Il a beaucoup été question d’engagements dans les heures qui ont précédé la rencontre, vendredi, entre des représentants de l’Assemblée des Premières Nations et le gouvernement conservateur. Mais l’engagement fondamental, c’était encore que le premier ministre y soit. Pour de bon. Ce fut finalement, et heureusement, le cas.
Il n’y a pas de mal à changer d’avis et à accepter des rendez-vous qu’on a un jour refusés. Prenons comme exemple le sommet de Kelowna, que nous ont si souvent rappelé ces jours-ci les leaders autochtones.
Tenu en novembre 2005 à l’instigation de Paul Martin, alors premier ministre libéral, il avait réuni le fédéral, les premiers ministres des provinces et les Premières Nations. Pourtant, à la toute veille de cette rencontre historique, l’Assemblée des Premières Nations du Québec et du Labrador (APNQL) avait annoncé qu’elle n’y participerait pas. Tel qu’expliqué par le chef Ghislain Picard, l’APNQL n’avait que du scepticisme à opposer à la question suivante : une fois le sommet terminé, « quand les beaux discours auront été prononcés et que toutes les photos de circonstance auront été prises, la population des Premières Nations y trouvera-t-elle son compte ? »
Sur l’analyse, c’est M. Picard qui a eu raison. L’accord de Kelowna, qui prévoyait un investissement de 5,1 milliards en faveur des autochtones, n’a strictement rien donné puisque des élections fédérales ont immédiatement suivi, que les conservateurs ont été élus et que Stephen Harper a aussitôt mis de côté cette entente, à laquelle il n’avait jamais cru.
Pourtant, il reste quelque chose de Kelowna : une référence à laquelle se raccrocher des années plus tard. Non, la politique de la chaise vide n’est pas toujours la meilleure. C’est peut-être fort de cette expérience que M. Picard a décidé de participer vendredi à la rencontre avec le gouvernement conservateur. Autant, comme il l’a dit lui-même, profiter de l’occasion qui se présente.
On comprendra que des chefs aient été déchirés quant à leur participation, par crainte d’être récupérés ou de perdre leur temps. Mais réunion il devait y avoir, précisément parce que les manifestations se poursuivaient et que la chef Theresa Spence persistait dans sa grève de la faim. Pour débloquer la situation, il devenait essentiel de garder contact avec le gouvernement fédéral, qui tient quasiment toutes les ficelles du dossier autochtone.
Stephen Harper lui-même a mis du temps à comprendre ce principe élémentaire, mais il a fini par retraiter, et deux fois plutôt qu’une.

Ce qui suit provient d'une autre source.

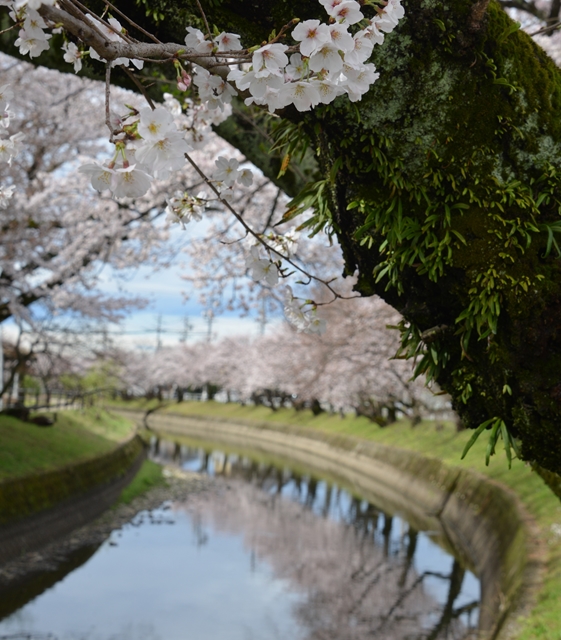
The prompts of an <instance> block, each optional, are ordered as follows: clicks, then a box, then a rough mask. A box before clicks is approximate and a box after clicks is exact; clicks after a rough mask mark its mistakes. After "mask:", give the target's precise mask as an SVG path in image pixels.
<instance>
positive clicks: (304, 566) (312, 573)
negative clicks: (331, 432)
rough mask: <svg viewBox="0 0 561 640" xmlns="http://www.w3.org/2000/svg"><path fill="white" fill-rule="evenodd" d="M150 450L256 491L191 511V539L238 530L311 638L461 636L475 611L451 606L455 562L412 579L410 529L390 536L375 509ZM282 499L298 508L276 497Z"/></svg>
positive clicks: (360, 500)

D’abord en acceptant la tenue même de la réunion de vendredi (même s’il a refusé de la relier à la grève de la faim de Mme Spence). Ensuite parce qu’une fois la rencontre commencée, il est devenu évident qu’il ne pouvait pas, tel qu’il l’avait prévu, se contenter d’être présent seulement en début et en fin de séance de travail. Il y a des limites à si peu considérer des chefs qui ont derrière eux des peuples en colère.

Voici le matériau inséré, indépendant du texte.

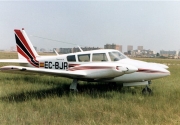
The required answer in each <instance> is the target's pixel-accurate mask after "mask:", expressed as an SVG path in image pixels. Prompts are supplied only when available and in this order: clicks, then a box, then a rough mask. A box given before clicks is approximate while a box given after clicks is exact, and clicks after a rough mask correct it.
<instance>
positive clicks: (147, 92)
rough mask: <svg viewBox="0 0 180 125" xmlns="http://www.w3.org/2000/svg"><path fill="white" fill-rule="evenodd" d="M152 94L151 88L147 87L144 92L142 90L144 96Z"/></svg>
mask: <svg viewBox="0 0 180 125" xmlns="http://www.w3.org/2000/svg"><path fill="white" fill-rule="evenodd" d="M151 93H152V90H151V89H150V88H148V87H146V88H144V89H143V90H142V94H144V95H145V94H151Z"/></svg>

De toute manière, nous n’avons même pas le choix de converser ou pas avec les autochtones. Historiquement, légalement, socialement, nous y sommes tenus. Que cela plaise ou non aux gouvernements, fédéral comme provinciaux, les jugements s’empilent qui protègent les droits ancestraux et prévoient que les autochtones soient consultés. Quant aux problèmes sociaux, ils sont tels dans les communautés qu’il est simplement indécent de ne pas y répondre. Prendre prétexte de malversations, réelles, qui sont le fait de certains chefs, ne constitue pas une raison pour l’inaction.
Vendredi, la rencontre a été plus longue que prévu. Nous reviendrons sur ses conclusions. Mais même les partisans du boycottage doivent admettre que chaque minute de plus était en soi une victoire au crédit de cet hiver rouge.